Another issue with griddables seems to be their content classification. Multiple step mathematics problems, for example, are likely to match more than one cell of a content classification. Furthermore, depending on how they are classified, substeps are not likely to reach a Depth of Knowledge (DOK) of 3 even if the total item does. Finally, some concerns have been raised from psychometricians using IRT to calibrate gribbable items. Under IRT the argument goes, unless you are using the Rasch Model, a 3PL model will be required for traditional multiple-choice type items, but there will be no guessing associated with a griddable item. Hence, a 2PL model will be required to calibrate these items with no pseudo-guessing parameter. (We will save the argument of forcing the c-parameter to zero and not going to a mixed model for another blog.) Add to this the inevitable sprinkling of two and three category open-response items and the mixed model becomes a burden that might not be justified given the relatively few gridded items. Other attributes of the griddable item are delineated in the Pearson Research Bulletin #3.

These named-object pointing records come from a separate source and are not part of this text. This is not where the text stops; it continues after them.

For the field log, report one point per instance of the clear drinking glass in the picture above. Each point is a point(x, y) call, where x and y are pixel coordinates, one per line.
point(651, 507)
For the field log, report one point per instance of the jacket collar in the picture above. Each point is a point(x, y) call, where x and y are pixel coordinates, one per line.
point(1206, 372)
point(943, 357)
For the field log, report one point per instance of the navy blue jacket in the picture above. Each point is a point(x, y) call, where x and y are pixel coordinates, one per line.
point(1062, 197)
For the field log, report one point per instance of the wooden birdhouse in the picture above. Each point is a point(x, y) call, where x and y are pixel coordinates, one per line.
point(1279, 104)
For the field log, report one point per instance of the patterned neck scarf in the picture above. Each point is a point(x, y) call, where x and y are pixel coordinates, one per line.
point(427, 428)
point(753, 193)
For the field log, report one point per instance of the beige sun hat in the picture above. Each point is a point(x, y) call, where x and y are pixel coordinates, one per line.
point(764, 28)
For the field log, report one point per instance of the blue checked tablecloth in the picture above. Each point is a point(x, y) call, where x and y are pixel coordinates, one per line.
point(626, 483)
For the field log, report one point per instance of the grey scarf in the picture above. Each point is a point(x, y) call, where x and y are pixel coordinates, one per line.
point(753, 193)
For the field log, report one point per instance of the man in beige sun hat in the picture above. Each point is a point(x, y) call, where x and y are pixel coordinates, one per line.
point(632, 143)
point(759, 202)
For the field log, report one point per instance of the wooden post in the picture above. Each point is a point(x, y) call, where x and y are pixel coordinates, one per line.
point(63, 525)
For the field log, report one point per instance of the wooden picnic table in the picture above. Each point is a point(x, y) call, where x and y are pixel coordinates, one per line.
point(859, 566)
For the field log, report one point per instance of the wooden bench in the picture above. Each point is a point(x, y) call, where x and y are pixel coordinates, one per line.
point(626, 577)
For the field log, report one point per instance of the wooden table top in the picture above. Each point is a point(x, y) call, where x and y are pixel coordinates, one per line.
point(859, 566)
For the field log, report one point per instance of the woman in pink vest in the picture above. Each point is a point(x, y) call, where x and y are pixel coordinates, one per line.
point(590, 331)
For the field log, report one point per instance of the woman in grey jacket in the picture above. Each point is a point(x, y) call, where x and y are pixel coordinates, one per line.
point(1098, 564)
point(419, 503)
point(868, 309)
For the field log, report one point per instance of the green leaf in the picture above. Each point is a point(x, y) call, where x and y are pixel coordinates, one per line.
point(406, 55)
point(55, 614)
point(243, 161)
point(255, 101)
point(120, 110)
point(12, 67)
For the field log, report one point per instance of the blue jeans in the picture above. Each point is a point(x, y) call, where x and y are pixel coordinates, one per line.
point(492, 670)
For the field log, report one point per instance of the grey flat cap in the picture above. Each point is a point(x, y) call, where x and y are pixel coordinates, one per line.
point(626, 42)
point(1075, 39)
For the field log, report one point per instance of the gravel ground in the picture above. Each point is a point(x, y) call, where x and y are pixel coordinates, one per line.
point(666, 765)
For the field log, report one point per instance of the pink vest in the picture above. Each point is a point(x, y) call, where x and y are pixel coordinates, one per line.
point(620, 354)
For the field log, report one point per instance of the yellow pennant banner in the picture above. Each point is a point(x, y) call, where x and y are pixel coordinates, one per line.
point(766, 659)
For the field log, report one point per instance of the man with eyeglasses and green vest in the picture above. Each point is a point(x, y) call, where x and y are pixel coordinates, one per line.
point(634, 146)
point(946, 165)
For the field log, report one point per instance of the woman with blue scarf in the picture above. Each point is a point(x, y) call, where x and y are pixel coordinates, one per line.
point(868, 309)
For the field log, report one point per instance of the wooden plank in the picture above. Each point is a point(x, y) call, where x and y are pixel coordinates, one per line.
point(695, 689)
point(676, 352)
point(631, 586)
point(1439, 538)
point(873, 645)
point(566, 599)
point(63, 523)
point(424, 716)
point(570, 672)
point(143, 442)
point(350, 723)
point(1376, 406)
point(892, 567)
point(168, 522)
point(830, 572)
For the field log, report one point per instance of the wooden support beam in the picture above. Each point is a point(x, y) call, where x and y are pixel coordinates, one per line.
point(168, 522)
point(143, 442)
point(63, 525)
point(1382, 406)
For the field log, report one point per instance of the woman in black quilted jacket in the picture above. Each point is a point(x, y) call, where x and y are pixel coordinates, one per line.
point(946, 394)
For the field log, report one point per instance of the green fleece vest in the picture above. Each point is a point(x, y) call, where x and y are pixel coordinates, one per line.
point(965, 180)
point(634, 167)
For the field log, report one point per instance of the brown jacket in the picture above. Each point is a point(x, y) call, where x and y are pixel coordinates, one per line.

The point of this blog (clearly a failure given that I feel the necessity to remind you of the point I was making) is to get assessment specialists, psychometricians, policy makers and teachers to objectively evaluate the merits of this item type. Another goal is to have my readers consider how the use of griddable items might help assessment become more of a driving force for good instruction. These are the goals of the blog despite the fact that gribbable items get no respect.